Co-hosted by the Women of the Welfare Landscape Project, the and the Women in Danish Architecture project
The importance of, and need for, quality open spaces for health and wellbeing, as well as sites for everyday social life, have been foregrounded as a consequence of the COVID19 pandemic. A recent study, funded by the Department for Environment has also highlighted the £25.6bn annual ‘Welfare Value’ of these spaces in the UK economy. Historically the provision of well designed, accessible, and high quality open and public spaces was a crucial part of a wider concept of economic redistribution Furthermore, social welfare was a key aspect of design and planning in many Welfare States in the post- second world war period, leading to large scale architectural and planning projects in a variety of socio-political contexts. The design and development of these spaces involved actors both within and beyond the design professions and these visions of welfare were also shaped by the changing role of women in society, including their participation in education and a growing presence in established professions. Policy makers, campaigners, educators, and writers all contributed to shaping the agenda of reconstruction, and creating a more fair, equitable and environmentally viable future.
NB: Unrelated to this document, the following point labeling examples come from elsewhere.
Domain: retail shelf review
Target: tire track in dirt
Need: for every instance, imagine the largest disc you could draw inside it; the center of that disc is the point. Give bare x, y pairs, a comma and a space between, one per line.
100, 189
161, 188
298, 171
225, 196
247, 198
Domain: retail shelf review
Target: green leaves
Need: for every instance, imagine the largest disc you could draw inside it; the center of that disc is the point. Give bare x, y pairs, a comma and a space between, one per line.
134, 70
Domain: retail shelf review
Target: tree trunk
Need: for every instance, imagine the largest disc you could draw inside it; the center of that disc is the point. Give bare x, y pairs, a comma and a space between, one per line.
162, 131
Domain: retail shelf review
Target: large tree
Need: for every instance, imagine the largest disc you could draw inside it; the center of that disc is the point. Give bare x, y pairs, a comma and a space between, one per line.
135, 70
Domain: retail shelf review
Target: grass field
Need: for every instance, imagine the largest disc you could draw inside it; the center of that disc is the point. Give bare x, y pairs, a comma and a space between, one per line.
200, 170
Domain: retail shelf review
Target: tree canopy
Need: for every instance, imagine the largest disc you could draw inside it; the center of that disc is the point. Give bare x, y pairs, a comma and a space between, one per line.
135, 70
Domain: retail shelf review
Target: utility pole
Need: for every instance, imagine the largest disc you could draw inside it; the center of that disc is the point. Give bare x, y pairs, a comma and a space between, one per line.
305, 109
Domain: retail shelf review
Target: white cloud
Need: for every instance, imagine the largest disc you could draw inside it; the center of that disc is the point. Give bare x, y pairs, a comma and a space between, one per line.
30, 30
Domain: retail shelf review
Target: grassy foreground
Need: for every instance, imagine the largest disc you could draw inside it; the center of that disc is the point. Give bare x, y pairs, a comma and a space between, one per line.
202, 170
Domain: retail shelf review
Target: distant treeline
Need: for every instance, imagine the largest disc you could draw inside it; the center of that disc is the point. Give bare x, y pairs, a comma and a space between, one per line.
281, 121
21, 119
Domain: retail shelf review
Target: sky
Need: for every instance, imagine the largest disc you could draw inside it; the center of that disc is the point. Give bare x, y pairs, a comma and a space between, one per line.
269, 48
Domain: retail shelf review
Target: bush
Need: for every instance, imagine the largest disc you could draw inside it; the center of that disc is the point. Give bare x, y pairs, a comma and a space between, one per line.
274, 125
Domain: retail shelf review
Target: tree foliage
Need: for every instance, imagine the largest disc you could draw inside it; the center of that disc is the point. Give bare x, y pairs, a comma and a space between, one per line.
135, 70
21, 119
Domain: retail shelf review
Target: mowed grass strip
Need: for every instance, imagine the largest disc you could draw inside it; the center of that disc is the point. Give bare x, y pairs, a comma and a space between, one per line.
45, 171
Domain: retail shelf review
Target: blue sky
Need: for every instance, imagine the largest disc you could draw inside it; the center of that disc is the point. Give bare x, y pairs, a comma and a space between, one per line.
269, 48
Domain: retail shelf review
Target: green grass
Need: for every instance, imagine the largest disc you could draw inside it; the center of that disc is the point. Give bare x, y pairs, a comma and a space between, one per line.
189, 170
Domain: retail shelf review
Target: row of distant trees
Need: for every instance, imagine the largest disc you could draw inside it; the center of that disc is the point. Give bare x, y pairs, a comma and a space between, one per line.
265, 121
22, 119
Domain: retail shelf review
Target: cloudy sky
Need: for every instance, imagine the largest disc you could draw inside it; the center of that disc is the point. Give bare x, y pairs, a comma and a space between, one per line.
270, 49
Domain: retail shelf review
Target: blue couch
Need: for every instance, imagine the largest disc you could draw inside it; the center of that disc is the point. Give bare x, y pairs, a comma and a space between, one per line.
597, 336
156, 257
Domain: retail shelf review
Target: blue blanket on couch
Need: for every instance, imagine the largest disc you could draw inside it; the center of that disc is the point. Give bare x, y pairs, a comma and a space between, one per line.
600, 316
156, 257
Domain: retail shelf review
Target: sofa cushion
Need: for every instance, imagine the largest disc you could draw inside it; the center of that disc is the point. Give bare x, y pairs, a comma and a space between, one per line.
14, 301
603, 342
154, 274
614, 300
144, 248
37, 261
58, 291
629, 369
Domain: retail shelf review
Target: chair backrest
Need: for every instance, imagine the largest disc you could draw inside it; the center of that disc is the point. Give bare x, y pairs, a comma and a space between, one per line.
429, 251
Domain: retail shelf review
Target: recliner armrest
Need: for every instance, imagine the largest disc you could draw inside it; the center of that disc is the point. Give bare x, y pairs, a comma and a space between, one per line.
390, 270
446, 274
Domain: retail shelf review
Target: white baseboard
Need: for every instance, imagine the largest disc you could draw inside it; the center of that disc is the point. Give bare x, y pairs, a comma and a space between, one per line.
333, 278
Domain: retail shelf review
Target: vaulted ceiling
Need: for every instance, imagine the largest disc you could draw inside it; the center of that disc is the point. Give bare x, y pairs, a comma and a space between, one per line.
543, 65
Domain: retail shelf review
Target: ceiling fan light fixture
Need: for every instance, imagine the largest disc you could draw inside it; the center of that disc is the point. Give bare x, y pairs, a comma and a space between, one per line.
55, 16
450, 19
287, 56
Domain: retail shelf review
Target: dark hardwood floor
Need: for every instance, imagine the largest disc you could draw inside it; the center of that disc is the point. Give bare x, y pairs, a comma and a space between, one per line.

While previous research has uncovered the work of many individual ‘heroines’ and celebrated iconic design projects by women, this international conference invites abstracts that consider the role of women in creating the spaces of the period of post-war Welfare States internationally with the aim of looking beyond individual achievements and professional boundaries. The organizers aim to build/draw on and further complicate recent, more discursive historiographies that better represents the complexity of how and by whom the built environment is formed and emphasise the diversity of women’s practices.
Papers are thus invited which could consider themes including (but not limited to):
- aspects of collaborations (both within and between disciplines),
- knowledge and professional networks (nationally and internationally),
- the work of grassroot organisations, policy makers
- the contribution of women working for municipalities, nationalised industries, new town corporations and other contexts, where the names of individuals are often lost.
As well as 20minute papers, the organizers welcome proposals for discursive formats including dialogues or full round table sessions. The organizers particularly encourage PhD students, Early Career Researchers and work in progress papers.
Abstracts of 200 words are invited and should be submitted via the online submission form by Monday 30th January 2023. If you have any questions or difficulties submitting your proposal, please email Professor Luca Csepely-Knorr or Dr Camilla Allen on firstname.lastname@example.org .
The conference will be comprised of a series of online afternoon sessions during the week of 1 and 8 May concluded by a hybrid event in the Garden Museum in London on Monday 15 May.